Even if you net $3400 as stated above.....wouldn't you earn more if you invested the $100,000 in equities. That would be a 3.4% return....I wouldn't be happy with that.


----------



## dbw (Dec 8, 2011)

I just got into rental property investment myself as I've done some research myself and concluded that rental property is a great investment.
Several things that I suggest:
1) Before purchasing any property, make sure you have a home inspection done by a professional to avoid having major repairs down the road.
2) If it's a condo, make sure the lawyer thoroughly review the status certificate to ensure they have good reserved fund and no plan of any major expenses that could increase the condo fee.
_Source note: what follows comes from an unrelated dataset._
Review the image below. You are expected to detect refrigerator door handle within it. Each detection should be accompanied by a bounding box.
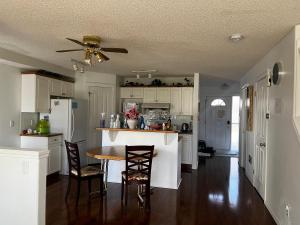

I would suggest newly build condo instead of older ones.
3) The most important thing for rental property that I suggest is using an agency or really do thorough checks because "tenant from hell" can cause you a lot of time & head aches as well as can cost you a lot of money.
4) Spend money to have a good lease agreement prepared by a Lawyer to ensure that the Tenant can't cause you any trouble.
5) In your lease agreement, make the Tenants be responsible for obtaining their own content insurance while you only need to obtain insurance for the structural building.

Even though I think that I may have inherited a problem tenant in the property that I just invested in, I still think rental property is a good investment as long as you're lucky enough to get decent tenant.

Good luck.


----------